Residential housing market close to bottoming out

The latest figures from Absa Homeloans indicate clearly that in 2008 house price growth slowed noticeably in all price categories and across most of South Africa – but the overall picture is nowhere near as bleak as many property watchers would have us think, says Mike Greeff, CEO of Greeff Properties.

“According to ABSA, in the affordable housing sector average prices rose 10% (to R283 000) in 2008. In the middle sector the average prices rose 3,8% (to R965 700) and in the luxury sector it rose by 9,1% (to R4,5 million).”

In real terms, said Greeff, all sectors showed declines, varying from 1,4% to 7% but these were significantly lower than those of just about every other asset class in SA.

2009, he said, seems set to repeat the 2008 pattern.

“Absa’s prediction is a 2,5% nominal house price drop in 2009, but it should be noted that the Western Cape, with a 5,2% overall price rise, was in 2008 the outstanding performer in SA. Cape Town itself should see a 2,4% nominal price increase.”

“It has to be remembered that from 2004 to 2006 prices rose roughly 30% per annum. Any purchase before this date is, therefore, still showing an exceptional capital gain and will probably see a doubling of his home’s value by late 2010.”
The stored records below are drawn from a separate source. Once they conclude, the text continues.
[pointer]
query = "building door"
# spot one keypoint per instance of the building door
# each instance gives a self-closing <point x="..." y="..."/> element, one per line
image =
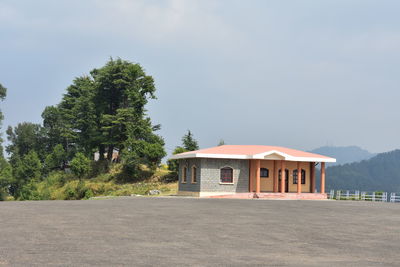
<point x="286" y="180"/>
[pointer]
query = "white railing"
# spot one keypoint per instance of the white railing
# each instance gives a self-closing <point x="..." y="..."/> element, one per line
<point x="363" y="196"/>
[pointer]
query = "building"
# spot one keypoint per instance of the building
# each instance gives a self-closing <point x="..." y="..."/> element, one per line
<point x="248" y="171"/>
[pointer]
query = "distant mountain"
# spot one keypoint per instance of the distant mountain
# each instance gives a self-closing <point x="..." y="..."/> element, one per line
<point x="343" y="155"/>
<point x="380" y="173"/>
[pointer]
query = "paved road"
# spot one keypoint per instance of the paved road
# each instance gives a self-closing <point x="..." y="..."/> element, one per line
<point x="199" y="232"/>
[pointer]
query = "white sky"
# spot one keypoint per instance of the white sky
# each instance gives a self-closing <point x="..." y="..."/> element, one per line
<point x="300" y="74"/>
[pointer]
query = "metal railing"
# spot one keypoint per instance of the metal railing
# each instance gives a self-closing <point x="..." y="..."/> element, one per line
<point x="363" y="196"/>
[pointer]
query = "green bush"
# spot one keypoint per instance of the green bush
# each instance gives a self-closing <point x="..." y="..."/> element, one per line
<point x="80" y="165"/>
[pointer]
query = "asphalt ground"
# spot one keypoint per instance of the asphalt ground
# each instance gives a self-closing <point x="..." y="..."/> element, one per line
<point x="146" y="231"/>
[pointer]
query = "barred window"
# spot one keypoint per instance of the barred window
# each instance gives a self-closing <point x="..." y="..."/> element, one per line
<point x="264" y="172"/>
<point x="194" y="174"/>
<point x="184" y="174"/>
<point x="303" y="177"/>
<point x="227" y="175"/>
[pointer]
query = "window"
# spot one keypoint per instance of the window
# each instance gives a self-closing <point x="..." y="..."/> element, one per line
<point x="194" y="175"/>
<point x="303" y="177"/>
<point x="227" y="175"/>
<point x="264" y="172"/>
<point x="295" y="178"/>
<point x="184" y="174"/>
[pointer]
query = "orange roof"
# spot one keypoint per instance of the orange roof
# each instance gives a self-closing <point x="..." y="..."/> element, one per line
<point x="254" y="152"/>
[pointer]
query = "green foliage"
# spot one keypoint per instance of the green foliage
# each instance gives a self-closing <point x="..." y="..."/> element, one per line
<point x="188" y="142"/>
<point x="26" y="137"/>
<point x="173" y="163"/>
<point x="56" y="160"/>
<point x="101" y="112"/>
<point x="80" y="165"/>
<point x="25" y="170"/>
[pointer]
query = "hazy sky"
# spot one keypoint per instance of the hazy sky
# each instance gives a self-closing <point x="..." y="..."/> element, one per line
<point x="300" y="74"/>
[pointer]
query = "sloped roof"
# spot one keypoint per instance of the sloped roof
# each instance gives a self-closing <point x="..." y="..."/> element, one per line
<point x="254" y="152"/>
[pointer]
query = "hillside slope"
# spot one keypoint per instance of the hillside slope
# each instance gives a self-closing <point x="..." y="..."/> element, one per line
<point x="343" y="155"/>
<point x="380" y="173"/>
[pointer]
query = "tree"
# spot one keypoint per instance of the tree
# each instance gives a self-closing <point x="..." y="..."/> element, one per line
<point x="25" y="169"/>
<point x="80" y="165"/>
<point x="188" y="142"/>
<point x="26" y="137"/>
<point x="173" y="163"/>
<point x="105" y="111"/>
<point x="56" y="160"/>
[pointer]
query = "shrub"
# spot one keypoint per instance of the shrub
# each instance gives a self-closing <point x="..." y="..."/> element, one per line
<point x="80" y="165"/>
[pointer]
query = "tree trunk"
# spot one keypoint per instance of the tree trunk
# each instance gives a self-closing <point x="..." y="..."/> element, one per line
<point x="110" y="153"/>
<point x="102" y="150"/>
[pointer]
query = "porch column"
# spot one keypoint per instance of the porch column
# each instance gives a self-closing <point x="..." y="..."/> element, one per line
<point x="322" y="177"/>
<point x="283" y="176"/>
<point x="258" y="184"/>
<point x="275" y="176"/>
<point x="312" y="177"/>
<point x="298" y="178"/>
<point x="251" y="174"/>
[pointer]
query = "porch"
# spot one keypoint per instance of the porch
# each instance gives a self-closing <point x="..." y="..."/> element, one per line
<point x="282" y="196"/>
<point x="281" y="177"/>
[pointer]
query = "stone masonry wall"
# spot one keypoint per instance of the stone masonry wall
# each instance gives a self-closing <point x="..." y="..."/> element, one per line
<point x="210" y="175"/>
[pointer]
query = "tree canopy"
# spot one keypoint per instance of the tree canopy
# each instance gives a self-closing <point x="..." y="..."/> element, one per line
<point x="104" y="112"/>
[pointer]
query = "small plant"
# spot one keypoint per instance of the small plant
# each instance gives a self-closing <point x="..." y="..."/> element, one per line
<point x="80" y="165"/>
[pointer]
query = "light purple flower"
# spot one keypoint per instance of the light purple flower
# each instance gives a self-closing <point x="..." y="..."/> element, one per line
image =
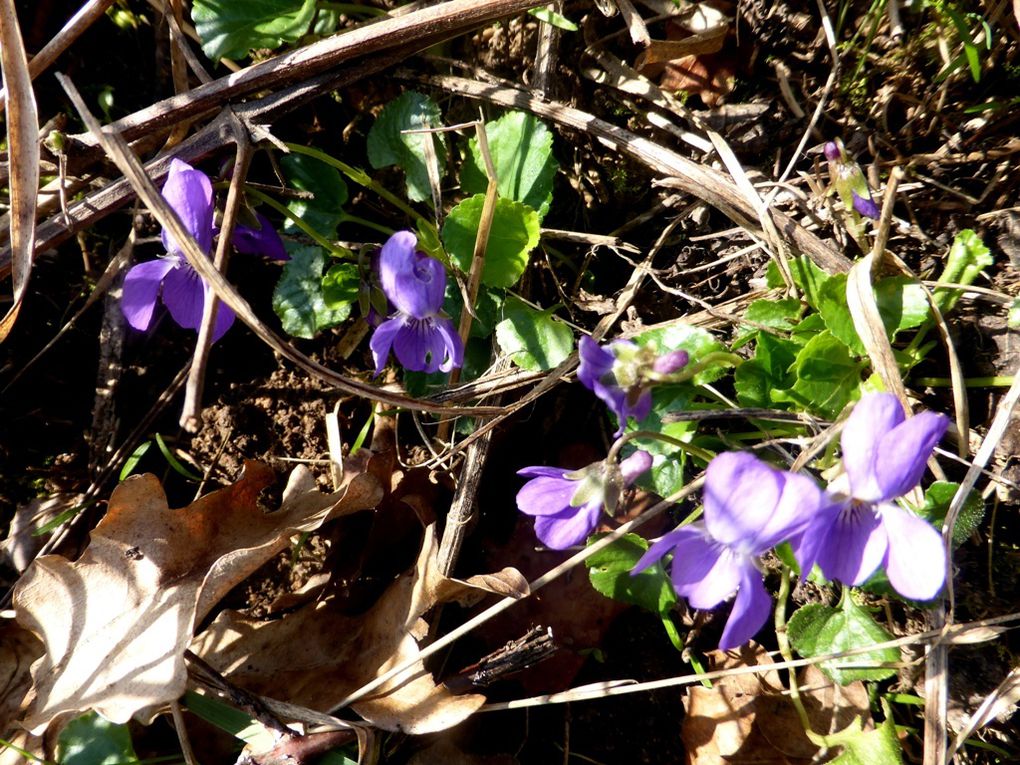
<point x="849" y="181"/>
<point x="171" y="278"/>
<point x="621" y="372"/>
<point x="750" y="507"/>
<point x="567" y="504"/>
<point x="421" y="336"/>
<point x="861" y="527"/>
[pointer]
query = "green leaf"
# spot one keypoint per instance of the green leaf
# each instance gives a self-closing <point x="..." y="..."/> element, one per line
<point x="609" y="571"/>
<point x="666" y="475"/>
<point x="513" y="236"/>
<point x="228" y="29"/>
<point x="827" y="376"/>
<point x="556" y="19"/>
<point x="967" y="257"/>
<point x="816" y="629"/>
<point x="91" y="740"/>
<point x="298" y="298"/>
<point x="388" y="145"/>
<point x="902" y="303"/>
<point x="697" y="342"/>
<point x="341" y="286"/>
<point x="532" y="340"/>
<point x="779" y="314"/>
<point x="808" y="277"/>
<point x="488" y="309"/>
<point x="231" y="720"/>
<point x="936" y="504"/>
<point x="521" y="149"/>
<point x="834" y="310"/>
<point x="878" y="747"/>
<point x="756" y="379"/>
<point x="324" y="211"/>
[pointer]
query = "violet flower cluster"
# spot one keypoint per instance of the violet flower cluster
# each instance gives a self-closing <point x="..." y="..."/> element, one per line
<point x="621" y="374"/>
<point x="171" y="278"/>
<point x="568" y="504"/>
<point x="849" y="529"/>
<point x="422" y="338"/>
<point x="849" y="181"/>
<point x="860" y="527"/>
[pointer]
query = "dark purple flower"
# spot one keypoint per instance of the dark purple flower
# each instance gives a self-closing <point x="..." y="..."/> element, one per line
<point x="421" y="336"/>
<point x="620" y="373"/>
<point x="750" y="508"/>
<point x="849" y="181"/>
<point x="861" y="527"/>
<point x="171" y="278"/>
<point x="567" y="504"/>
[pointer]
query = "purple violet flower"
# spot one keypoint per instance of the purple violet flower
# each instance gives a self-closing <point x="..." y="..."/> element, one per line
<point x="849" y="181"/>
<point x="861" y="527"/>
<point x="567" y="504"/>
<point x="171" y="278"/>
<point x="421" y="336"/>
<point x="620" y="373"/>
<point x="750" y="507"/>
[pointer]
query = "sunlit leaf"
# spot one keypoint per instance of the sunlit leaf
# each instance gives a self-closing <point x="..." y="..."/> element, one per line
<point x="298" y="298"/>
<point x="230" y="30"/>
<point x="514" y="234"/>
<point x="389" y="145"/>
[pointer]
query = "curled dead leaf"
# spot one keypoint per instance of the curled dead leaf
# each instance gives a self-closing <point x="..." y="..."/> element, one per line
<point x="748" y="718"/>
<point x="317" y="656"/>
<point x="115" y="622"/>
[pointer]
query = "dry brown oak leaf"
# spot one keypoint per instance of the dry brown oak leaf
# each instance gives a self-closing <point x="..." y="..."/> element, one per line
<point x="745" y="719"/>
<point x="115" y="622"/>
<point x="316" y="656"/>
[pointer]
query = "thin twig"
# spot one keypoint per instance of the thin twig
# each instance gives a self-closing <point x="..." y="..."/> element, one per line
<point x="533" y="587"/>
<point x="86" y="16"/>
<point x="196" y="378"/>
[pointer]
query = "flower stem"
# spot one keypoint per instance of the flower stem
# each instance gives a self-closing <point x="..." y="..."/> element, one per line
<point x="362" y="179"/>
<point x="716" y="357"/>
<point x="691" y="448"/>
<point x="305" y="228"/>
<point x="787" y="655"/>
Greeff Properties analyses, said Greeff, indicate that, although economic conditions are likely to remain fairly depressed throughout 2009, with real growth rate of 1%, the anticipated interest rate reductions are likely to start stimulating buyer interest.

“With an anticipated drop of 3,5% by October 2009 now would, in my view, be a good time to get into residential property. The current period must be close to the imminent bottoming out of the market.”